Objective Functions

Table of Contents

Objectives - This article is part of a series.

Part 1: This Article

Setting the Scene
#

Objective functions (AKA loss functions, cost functions, utility functions, etc.) are the guiding light behind machine learning. Without them, algorithms would be groping in the dark, which definitely isn’t what we want (it would lead to quite bad ML models and be a PR nightmare).

The discussion of objective functions here is especially pertinent because of the AI alignment problem coming out of the field of AI safety, an area I’m inextricably involved in. Put simply, the AI alignment problem states that we currently have no means of assuring that the values of an AI system align with those of humanity. This, according to AI x-risk enthusiasts¹, is quite concerning; it means that if we were to produce a superintelligent AI, it very well might want to take over the universe and learn to view humanity as a crutch, ultimately deciding to eradicate us all (except for me, because I am really cool and likable, and of course you the reader as well, because you are also very cool and likable).

This would, of course, be tragic, as without the rest of humanity, there’d be nobody left to notice how cool and likable you and I are. Also, I want to note that I do not that I don’t especially buy into the AI alignment problem, for reasons the government may or may not be forbidding me from getting into². But I digress. I find it interesting that objective functions don’t come up as much in discussions surrounding AI alignment.

Proposal: if we can just get the objective function just right, we’ll be able to guarantee that the model can only move towards being aligned with humans.

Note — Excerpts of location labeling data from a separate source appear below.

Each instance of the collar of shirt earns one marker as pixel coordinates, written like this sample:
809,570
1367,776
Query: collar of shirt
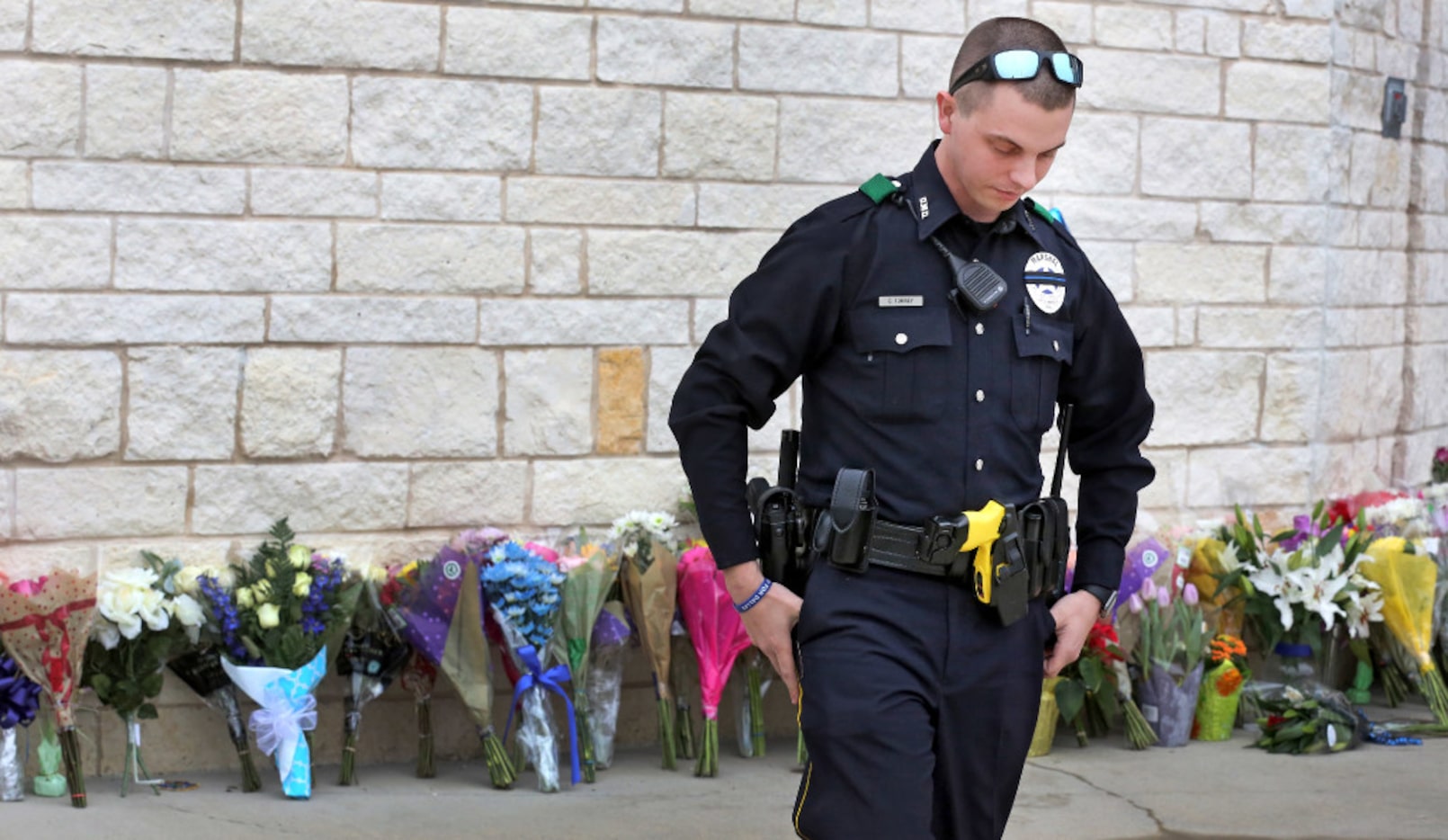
927,190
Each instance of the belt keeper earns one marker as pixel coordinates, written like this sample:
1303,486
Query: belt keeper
754,600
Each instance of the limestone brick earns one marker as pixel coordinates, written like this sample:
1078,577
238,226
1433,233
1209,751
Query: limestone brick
429,258
184,255
1250,475
620,137
423,123
290,401
1262,90
133,319
1153,325
1134,28
1288,40
538,44
1101,156
557,261
925,63
394,320
629,263
1201,273
1298,275
182,403
1224,386
138,189
313,497
1255,327
550,401
1130,219
840,63
259,116
764,206
600,490
1134,81
600,201
833,12
308,192
898,133
420,403
662,51
468,493
42,109
620,400
52,253
125,112
341,33
1362,393
59,406
442,197
1262,222
1196,158
76,503
918,14
185,30
719,137
584,322
14,184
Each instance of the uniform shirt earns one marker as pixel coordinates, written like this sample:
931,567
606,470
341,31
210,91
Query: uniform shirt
949,408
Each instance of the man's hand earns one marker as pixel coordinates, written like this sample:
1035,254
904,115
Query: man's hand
1075,616
769,621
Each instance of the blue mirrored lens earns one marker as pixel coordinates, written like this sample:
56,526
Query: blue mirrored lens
1017,64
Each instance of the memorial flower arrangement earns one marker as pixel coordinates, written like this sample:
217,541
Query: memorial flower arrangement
649,574
273,628
523,590
145,621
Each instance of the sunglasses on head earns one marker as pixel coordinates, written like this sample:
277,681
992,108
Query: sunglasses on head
1021,64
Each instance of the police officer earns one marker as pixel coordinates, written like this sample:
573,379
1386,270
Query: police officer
916,702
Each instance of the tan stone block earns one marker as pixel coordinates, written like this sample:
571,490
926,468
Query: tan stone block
620,400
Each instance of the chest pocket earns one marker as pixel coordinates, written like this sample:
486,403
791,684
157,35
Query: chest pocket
1040,353
906,361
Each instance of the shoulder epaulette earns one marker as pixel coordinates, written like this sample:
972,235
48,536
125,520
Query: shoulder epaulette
880,187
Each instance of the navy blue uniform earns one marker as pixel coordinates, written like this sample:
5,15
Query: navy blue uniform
914,695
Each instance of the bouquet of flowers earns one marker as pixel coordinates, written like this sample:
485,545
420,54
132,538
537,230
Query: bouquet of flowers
371,657
44,624
438,604
649,574
19,701
274,629
1169,655
144,621
719,638
524,594
607,652
1408,584
1221,690
585,590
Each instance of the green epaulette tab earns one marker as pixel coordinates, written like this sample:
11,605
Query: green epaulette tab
880,187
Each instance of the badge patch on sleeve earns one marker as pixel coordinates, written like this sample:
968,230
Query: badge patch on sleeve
1046,281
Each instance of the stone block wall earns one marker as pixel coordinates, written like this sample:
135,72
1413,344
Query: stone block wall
397,268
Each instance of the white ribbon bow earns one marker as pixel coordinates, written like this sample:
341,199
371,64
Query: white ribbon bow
280,721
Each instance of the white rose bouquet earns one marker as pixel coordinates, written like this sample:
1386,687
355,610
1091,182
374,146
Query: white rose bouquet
142,621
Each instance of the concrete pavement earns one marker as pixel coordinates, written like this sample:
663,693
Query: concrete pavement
1099,792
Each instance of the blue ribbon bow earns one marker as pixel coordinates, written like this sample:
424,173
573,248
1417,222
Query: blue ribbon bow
549,680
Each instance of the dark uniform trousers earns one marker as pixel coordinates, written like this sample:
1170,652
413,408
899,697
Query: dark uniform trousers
916,697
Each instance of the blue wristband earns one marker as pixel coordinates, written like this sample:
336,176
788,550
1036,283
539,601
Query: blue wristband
759,595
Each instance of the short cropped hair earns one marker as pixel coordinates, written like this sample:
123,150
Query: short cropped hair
999,33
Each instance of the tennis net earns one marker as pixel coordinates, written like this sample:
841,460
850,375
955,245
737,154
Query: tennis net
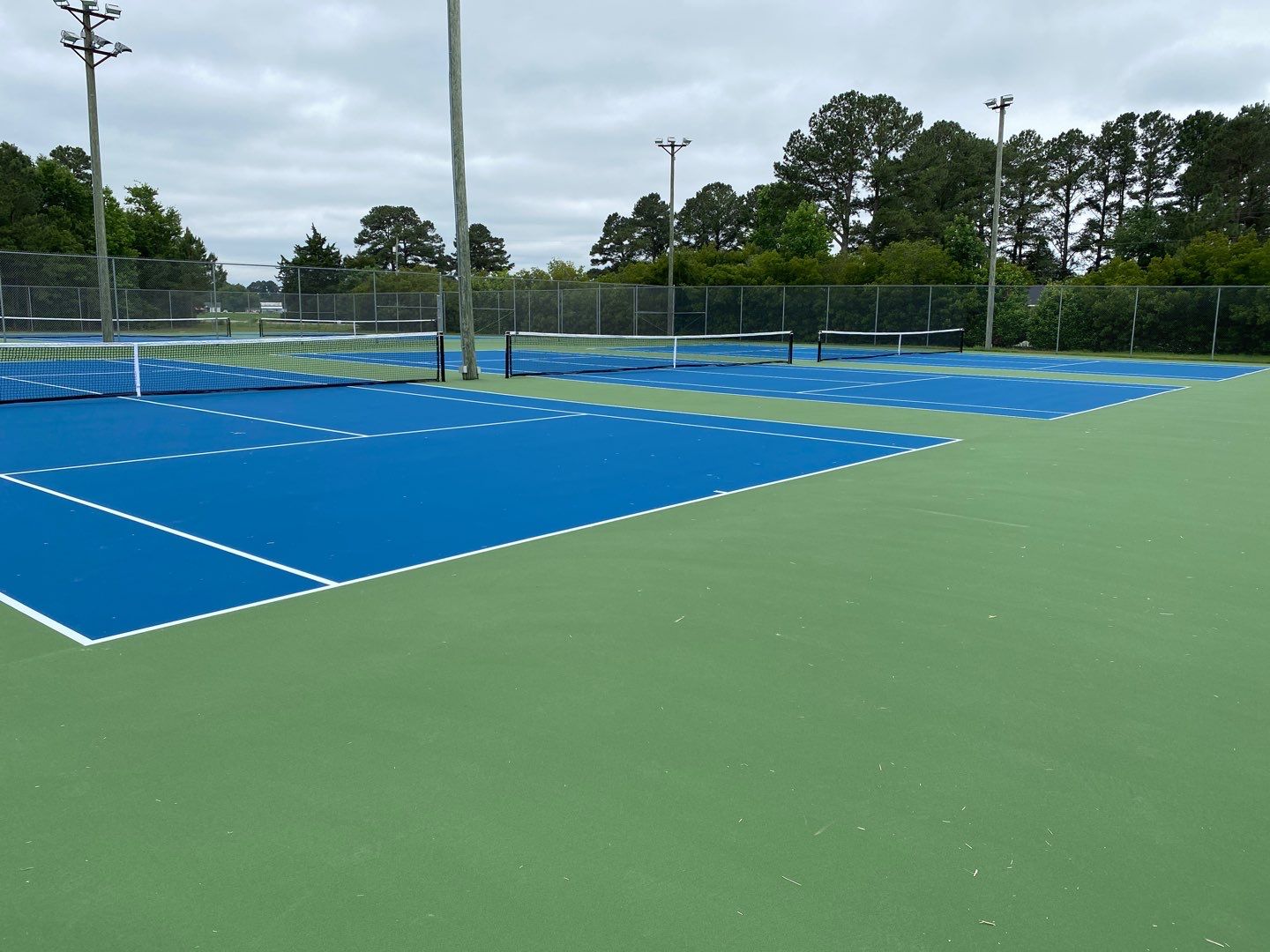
63,369
296,328
859,344
123,328
539,354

Why doesn’t this proposal work? Basically, it’s not as straightforward as getting the reward function “just right.”

Take reward hacking. Put simply, reward hacking is an alignment failure wherein a reinforcement learning agent—through policy optimization—discovers and exploits a misspecified proxy reward function to maximize its expected return, thereby converging on a degenerate policy that is optimal for the given reward signal but misaligned with the designer’s latent objective. A bit more technically, reward hacking is when an agent finds a clever loophole to get the maximum reward without actually accomplishing the real goal. The underlying problem is that humans tend to design reward functions that are intuitively good proxies for ideal behavior, but contain corner cases that leave them susceptible to exploitation. Thus, one might be inclined to call for the creation of a science of objective functions, a rigorous methodology to better define for machines what our goals are. I do not call for this.

Why an “art”—not science—of objective functions?
#

“Learn the rules like a pro, so you can break them like an artist. — Pablo Picasso”
— Jack Sanderson (alright, maybe not)

I don’t think there’s much to say about the “science” of objective functions. In my view, most of the current work on objectives is already scientific, driven more by theory than beauty, but mostly by empirical results. It’s time we brought in some aesthetics from information theory to make this discipline more attractive.

Despite my early introduction of reward hacking, I don’t actually care about it; I leave solving reward hacking as an exercise for the objective function scientists of the world. Concretely, what I’m interseted in is a) the information-theoretic intuition behind objective functions, and b) the outcomes we should expect given these intuitions.

The Archetypal Example
#

Say we’re calculating the loss of a language model (LM) over a sequence of tokens \(x_{i:n}\). We typically do this with the cross-entropy loss (equivalent to negative log-likelihood) as given here:

\[ \mathcal{L}(x_{1:n}) = - \sum_{i = 1}^n \log p(x_{i} | x_{1:i}) \]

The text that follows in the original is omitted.